The excess ethanol is then boiled off so that the final concentration of ethanol in the mixture is approximately 3 to 8 %. Next, PLURONIC 127 (20%) is added at a ratio of approximately 3 to 4 part of PLURONIC to 1 part of the lecithin/cholesterol mixture. After the temperature of this mixture falls to about 25° C, 4 g of bromelain is then thoroughly blended into the mixture using a stirring apparatus. A control bromelain cream is made by adding 400 mg to 9.6 g of hand cream.
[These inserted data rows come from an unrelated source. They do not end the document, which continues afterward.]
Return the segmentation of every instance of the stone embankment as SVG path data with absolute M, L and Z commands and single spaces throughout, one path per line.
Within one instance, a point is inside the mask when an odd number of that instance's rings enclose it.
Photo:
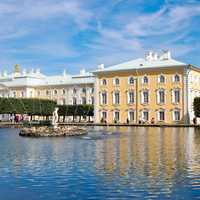
M 19 135 L 25 137 L 59 137 L 59 136 L 79 136 L 86 134 L 85 128 L 77 126 L 59 126 L 53 127 L 27 127 L 21 128 Z

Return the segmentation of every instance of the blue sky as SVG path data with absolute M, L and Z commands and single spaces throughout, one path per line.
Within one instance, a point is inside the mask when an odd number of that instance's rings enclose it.
M 0 69 L 78 73 L 172 51 L 200 66 L 200 0 L 1 0 Z

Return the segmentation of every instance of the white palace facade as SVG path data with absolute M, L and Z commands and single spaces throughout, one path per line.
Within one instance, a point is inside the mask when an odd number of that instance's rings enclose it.
M 47 76 L 40 69 L 0 73 L 0 97 L 52 99 L 59 105 L 93 104 L 94 76 L 84 69 L 77 75 Z

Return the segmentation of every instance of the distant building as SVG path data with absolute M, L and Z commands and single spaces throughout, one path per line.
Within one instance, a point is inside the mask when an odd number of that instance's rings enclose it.
M 80 74 L 47 76 L 39 69 L 0 73 L 0 97 L 52 99 L 60 105 L 93 104 L 94 75 L 81 70 Z
M 104 68 L 95 81 L 95 121 L 189 123 L 200 96 L 200 69 L 171 58 L 169 51 Z

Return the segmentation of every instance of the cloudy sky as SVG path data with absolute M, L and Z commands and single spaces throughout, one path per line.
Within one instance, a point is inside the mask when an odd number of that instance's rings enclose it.
M 200 0 L 1 0 L 0 69 L 78 73 L 169 49 L 200 66 Z

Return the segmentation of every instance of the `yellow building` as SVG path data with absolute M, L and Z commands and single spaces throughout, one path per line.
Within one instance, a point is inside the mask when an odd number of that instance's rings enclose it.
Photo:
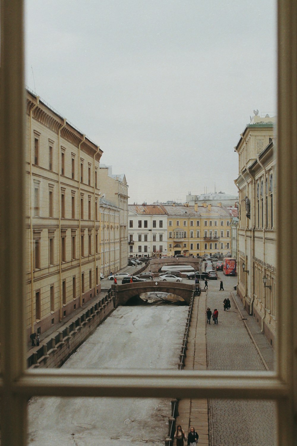
M 168 255 L 222 255 L 231 251 L 231 215 L 226 208 L 164 205 L 167 213 Z
M 25 265 L 28 334 L 100 291 L 99 147 L 27 91 Z

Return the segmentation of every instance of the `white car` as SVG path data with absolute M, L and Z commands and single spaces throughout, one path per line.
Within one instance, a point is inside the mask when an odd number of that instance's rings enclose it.
M 118 279 L 122 279 L 123 277 L 127 277 L 127 276 L 130 276 L 127 273 L 116 273 L 115 274 L 111 274 L 111 276 L 110 275 L 107 278 L 109 280 L 114 280 L 114 277 L 116 277 L 118 280 Z
M 159 279 L 160 281 L 164 282 L 182 282 L 183 279 L 181 277 L 178 277 L 173 274 L 163 274 L 160 276 Z

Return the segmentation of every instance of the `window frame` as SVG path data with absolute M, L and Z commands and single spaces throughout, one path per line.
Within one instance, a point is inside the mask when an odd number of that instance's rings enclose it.
M 0 118 L 1 163 L 0 181 L 7 188 L 0 197 L 0 206 L 6 218 L 1 222 L 0 282 L 3 295 L 0 302 L 1 343 L 0 394 L 6 404 L 0 409 L 1 444 L 24 446 L 27 444 L 28 398 L 32 396 L 58 396 L 133 397 L 136 393 L 145 397 L 244 398 L 275 400 L 277 444 L 293 446 L 296 438 L 294 408 L 297 403 L 297 361 L 292 351 L 296 348 L 293 322 L 297 317 L 294 301 L 294 275 L 291 274 L 282 257 L 297 260 L 297 226 L 294 216 L 297 203 L 291 197 L 297 192 L 295 171 L 297 154 L 296 140 L 297 67 L 296 4 L 292 0 L 279 0 L 278 8 L 278 118 L 277 161 L 279 179 L 274 219 L 281 237 L 278 237 L 278 271 L 276 285 L 278 339 L 275 372 L 183 370 L 151 372 L 141 370 L 75 371 L 61 369 L 25 369 L 24 310 L 19 296 L 24 295 L 24 42 L 23 2 L 2 0 L 1 4 L 1 106 L 5 110 Z M 4 38 L 9 36 L 9 38 Z M 6 94 L 7 91 L 9 94 Z M 5 115 L 5 116 L 4 116 Z M 16 127 L 19 131 L 15 132 Z M 294 161 L 295 160 L 295 161 Z M 13 173 L 13 174 L 12 174 Z M 281 179 L 283 181 L 281 181 Z M 285 181 L 286 179 L 287 181 Z M 11 185 L 13 187 L 7 187 Z M 16 187 L 17 186 L 17 187 Z M 15 212 L 15 209 L 19 212 Z M 285 215 L 287 218 L 283 218 Z M 15 252 L 17 251 L 18 255 Z M 20 273 L 21 275 L 21 273 Z M 13 311 L 12 310 L 13 309 Z M 285 321 L 285 324 L 281 323 Z M 7 333 L 10 335 L 7 336 Z M 23 339 L 24 342 L 19 342 Z M 295 343 L 292 346 L 292 342 Z M 11 348 L 11 344 L 14 348 Z M 12 428 L 13 427 L 13 429 Z

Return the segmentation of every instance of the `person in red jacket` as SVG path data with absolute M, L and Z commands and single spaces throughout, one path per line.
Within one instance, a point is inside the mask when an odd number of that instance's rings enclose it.
M 216 325 L 218 325 L 218 316 L 219 316 L 219 312 L 218 311 L 216 308 L 215 308 L 213 313 L 212 313 L 212 318 L 213 319 L 213 323 Z

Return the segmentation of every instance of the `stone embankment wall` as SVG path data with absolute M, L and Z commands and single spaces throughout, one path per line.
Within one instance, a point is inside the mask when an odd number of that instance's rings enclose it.
M 44 339 L 40 348 L 27 358 L 28 368 L 61 367 L 113 311 L 113 297 L 110 290 L 85 312 L 69 321 L 62 331 L 54 331 Z

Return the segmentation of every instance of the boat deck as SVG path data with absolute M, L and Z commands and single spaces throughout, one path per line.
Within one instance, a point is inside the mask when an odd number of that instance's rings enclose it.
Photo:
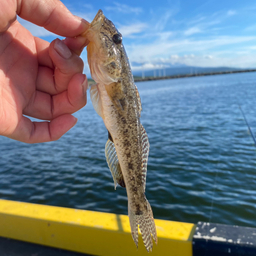
M 0 237 L 0 252 L 2 256 L 89 256 L 3 237 Z

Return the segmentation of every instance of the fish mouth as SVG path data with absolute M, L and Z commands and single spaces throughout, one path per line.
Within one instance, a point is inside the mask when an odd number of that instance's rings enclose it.
M 105 18 L 102 10 L 98 10 L 97 14 L 95 15 L 93 21 L 91 22 L 91 27 L 95 26 L 97 23 L 102 21 Z

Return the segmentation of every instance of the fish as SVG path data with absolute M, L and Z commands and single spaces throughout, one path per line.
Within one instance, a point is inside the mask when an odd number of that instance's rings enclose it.
M 87 58 L 94 109 L 108 130 L 105 156 L 117 184 L 126 188 L 132 238 L 138 248 L 138 226 L 147 251 L 157 244 L 151 206 L 145 196 L 149 141 L 140 122 L 142 111 L 122 34 L 99 10 L 83 36 L 89 41 Z

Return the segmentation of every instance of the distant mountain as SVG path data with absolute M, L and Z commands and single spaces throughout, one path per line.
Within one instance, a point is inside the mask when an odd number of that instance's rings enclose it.
M 217 67 L 217 68 L 202 68 L 202 67 L 171 67 L 155 70 L 144 70 L 144 77 L 160 77 L 160 76 L 173 76 L 173 75 L 185 75 L 185 74 L 201 74 L 201 73 L 213 73 L 213 72 L 228 72 L 241 70 L 239 68 Z M 133 72 L 135 77 L 142 77 L 142 71 Z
Next 1 ml of bromelain PLURONIC organogel was applied to the medial proximal forearm and a similar amount of the control cream was applied to the distal medial forearm. About 1.5 hours later, 0.05 ml of a 1 : 100 dilution of a fescue antigen (Greer Lab., Lenoir, NC) was injected intradermally

after each site was carefully cleaned. The resulting wheals were 30% larger in control areas when measured 3 hours after injection. These results indicate that cholesterol may be beneficial in transdermally transporting bromelain in the absence of an organic solvent since wheal sizes in experimental areas were smaller than those observed in control areas.

Example XVIII

Transdermal Transport of Collagenase Using an Egg Yolk Lecithin, PLURONIC, Isopropyl Myristate Composition

Egg yolk lecithin at approximately 98% concentration (USB Cleveland, OH) was dissolved in about 100 g of isopropyl myristate. Ten ml of this mixture was added to about 10 ml of PLURONIC F127 (20% concentration), 20 ml of water, 10 mg collagenase, and 1 ml CaCh- A control sample was prepared by dissolving collagenase in hand cream until the same final percentage of collagenase was obtained as used in the experimental cream. The backs of rats were shaved in the anterior lumbar region and the experimental composition was applied in a volume of approximately 0.5 ml twice at 12 hour intervals. The next morning the animals were anesthetized and vesicles were evident at biopsy which were not present in controlled treated animals. Histopathological analysis revealed extensive subepidermal bulla formation at sites of application of the experimental composition containing collagenase. In the center of these biopsy specimens, the epidermis was separated from the subjacent dermis by a wide clear space. Collagen was slightly paler in appearance than the collagen subjacent to the clear space and was also less distinct and slightly paler than the collagen subjacent to the intact epithelia. Biopsies from control animals were described as normal in histologic appearance. The lesions observed in biopsies from experimental animals resembled those observed in bullous and vesicular diseases caused by loss of the structural integrity of

the basement membrane zone. These results indicate the utility of combining phospholipids in PLURONIC gels.

It should be understood that the foregoing relates only to preferred embodiments of the present invention and that numerous modifications or alterations may be made therein without departing from the spirit and the scope of the invention as set forth in the appended claims.